Kirkus Reviews QR Code
LETHAL WHITE  by Robert Galbraith

LETHAL WHITE

by Robert Galbraith

Pub Date: Sept. 18th, 2018
ISBN: 978-0-316-42273-4
Publisher: Little, Brown

J.K. Rowling returns with her fourth pseudonymous mystery, putting Cormoran Strike and his now–partner in detecting, Robin Ellacott, in the middle of a scheme involving blackmail, murder, and the House of Commons.

Fans have had to wait three years for the latest Galbraith (Career of Evil, 2015, etc.) novel, but the book picks up exactly where the last installment left off, with Strike arriving late to Robin’s wedding, just after she says “I do” to her odious fiance, Matthew. Strike had recently fired Robin from her job at his private detective agency, worried about her safety after a serial killer tried to make her his next victim, and Robin is more concerned with whether he’s going to hire her back than about making sure the wedding guests are enjoying themselves.

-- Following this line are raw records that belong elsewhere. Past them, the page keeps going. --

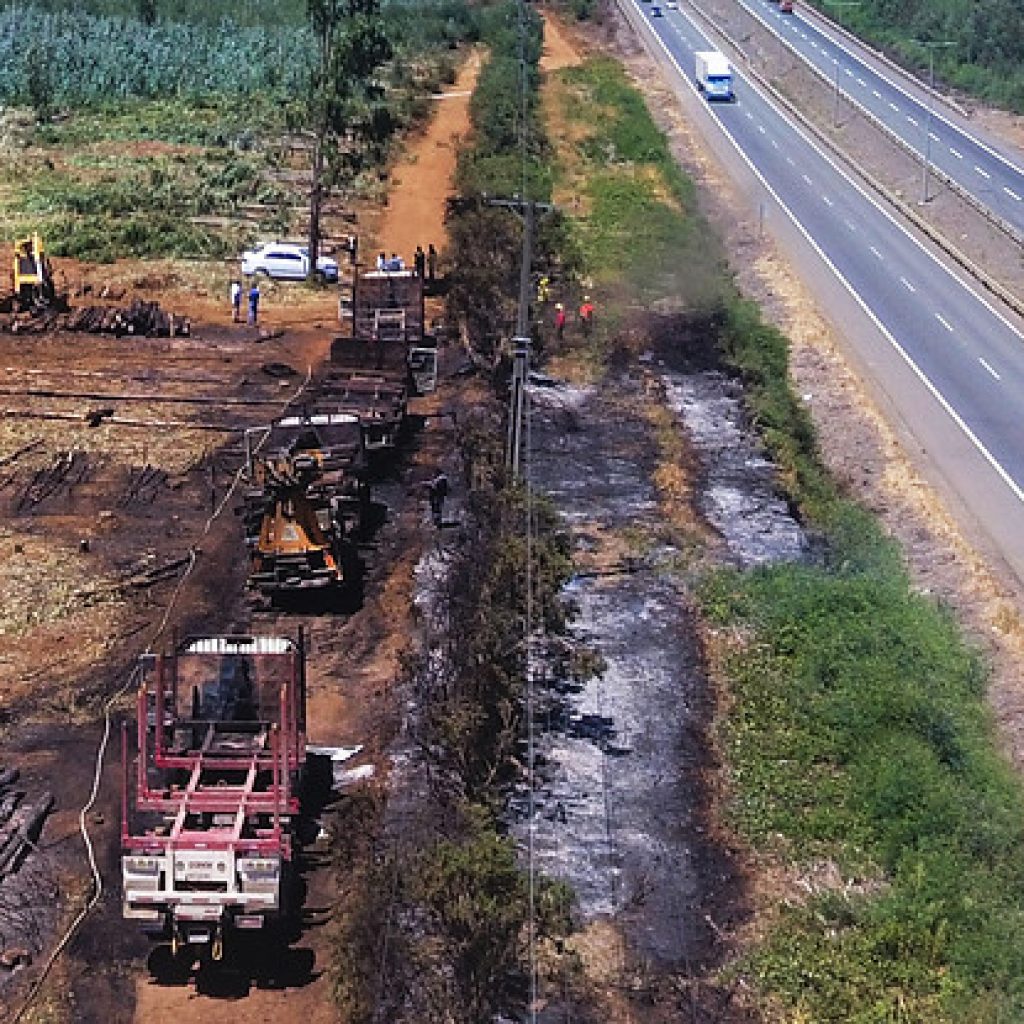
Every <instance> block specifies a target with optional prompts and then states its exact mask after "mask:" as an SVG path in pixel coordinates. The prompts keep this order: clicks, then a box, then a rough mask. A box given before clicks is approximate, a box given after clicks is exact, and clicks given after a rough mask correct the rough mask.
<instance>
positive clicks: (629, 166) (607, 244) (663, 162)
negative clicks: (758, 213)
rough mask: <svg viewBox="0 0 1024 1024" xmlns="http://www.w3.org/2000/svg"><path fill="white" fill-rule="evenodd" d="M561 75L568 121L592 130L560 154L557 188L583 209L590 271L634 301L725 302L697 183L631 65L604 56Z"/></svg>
mask: <svg viewBox="0 0 1024 1024" xmlns="http://www.w3.org/2000/svg"><path fill="white" fill-rule="evenodd" d="M559 77H560V81H561V83H562V89H563V90H564V94H565V97H566V115H567V117H568V118H569V119H570V120H571V121H572V123H573V124H575V125H577V126H578V127H582V126H587V132H586V134H585V135H583V137H582V138H579V137H577V140H575V141H574V143H573V147H572V152H570V153H568V154H563V155H561V156H560V158H559V160H560V163H561V165H562V167H561V174H560V177H559V181H558V185H557V188H558V194H559V195H560V196H568V195H571V196H572V197H573V201H572V202H573V205H578V206H579V207H580V208H581V209H582V213H581V215H579V216H578V217H575V218H574V219H573V222H572V238H573V242H574V243H575V245H577V246H578V248H579V252H580V258H581V262H582V264H583V265H584V266H585V267H586V270H587V273H588V274H589V275H590V276H591V278H592V279H593V280H594V282H595V283H596V284H597V285H598V286H600V287H601V288H603V289H604V290H606V291H615V292H620V291H622V292H624V293H625V294H626V295H628V297H629V301H638V300H639V301H641V302H651V301H653V300H655V299H663V298H664V297H666V296H672V297H675V298H677V299H678V300H679V301H680V303H689V304H694V305H696V306H699V307H707V306H709V305H710V304H713V303H715V302H716V301H717V300H718V296H719V295H721V294H722V292H723V284H722V281H723V276H724V273H725V263H724V258H723V256H722V254H721V252H720V251H719V249H718V246H717V244H715V243H714V242H712V241H710V240H709V236H708V234H707V233H706V230H705V229H703V224H702V220H701V219H700V218H699V216H697V215H696V196H695V190H694V187H693V183H692V182H691V181H690V180H689V179H688V178H686V176H685V175H684V174H683V173H682V172H681V171H680V169H679V166H678V164H677V163H676V161H675V160H674V158H673V157H672V154H671V153H670V152H669V145H668V142H667V140H666V138H665V135H664V133H663V132H660V131H659V130H658V129H657V128H656V127H655V125H654V124H653V123H652V121H651V119H650V116H649V115H648V114H647V111H646V108H645V106H644V103H643V99H642V97H641V96H640V94H639V93H638V92H637V91H636V90H635V89H633V88H632V87H631V86H630V85H629V83H628V81H627V78H626V75H625V72H624V71H623V69H622V67H621V66H620V65H618V63H616V62H615V61H613V60H611V59H608V58H604V57H598V58H595V59H591V60H588V61H586V62H585V63H583V65H581V66H580V67H578V68H571V69H567V70H565V71H563V72H562V73H561V74H560V76H559ZM563 202H564V200H563ZM605 301H607V300H605ZM605 318H607V317H605Z"/></svg>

Not-really-spoiler-alert: He is. Flash-forward a year, and the agency is prospering when a mentally ill man named Billy shows up with a half-coherent story about having witnessed something terrible when he was a child: “I seen a kid killed…strangled.” Soon after, Jasper Chiswell (pronounced “Chizzle,” in the obscure way of the English upper class), the Minister for Culture, hires Strike to find dirt on two people he says are blackmailing him: Geraint Winn, whose wife is another government minister, and Jimmy Knight, who, not coincidentally, is the brother of Billy, whose story Strike had been looking into. Robin goes undercover in Chiswell’s office, where we meet a variety of the minister’s colleagues, friends, and family members. Rowling keeps many balls up in the air—perhaps too many considering the dead body that gets the book off the ground doesn’t show up until Page 281. There are still another 366 pages to go, and much of that length is a slog. Robin, who can be a great character, spends way too much time wondering what to do about her personal life—for the fourth book in a row. The mystery itself is complex, which is good, verging on convoluted, which is not. There are pleasures to be had, as in Rowling’s jokes on her uber-posh characters: “ ‘Steady on, old chap,’ said [Chiswell’s son-in-law], something that Robin had never thought to hear outside a book.” But there’s way too much filler in between.

Let’s hope Rowling’s next book is sharper and shorter.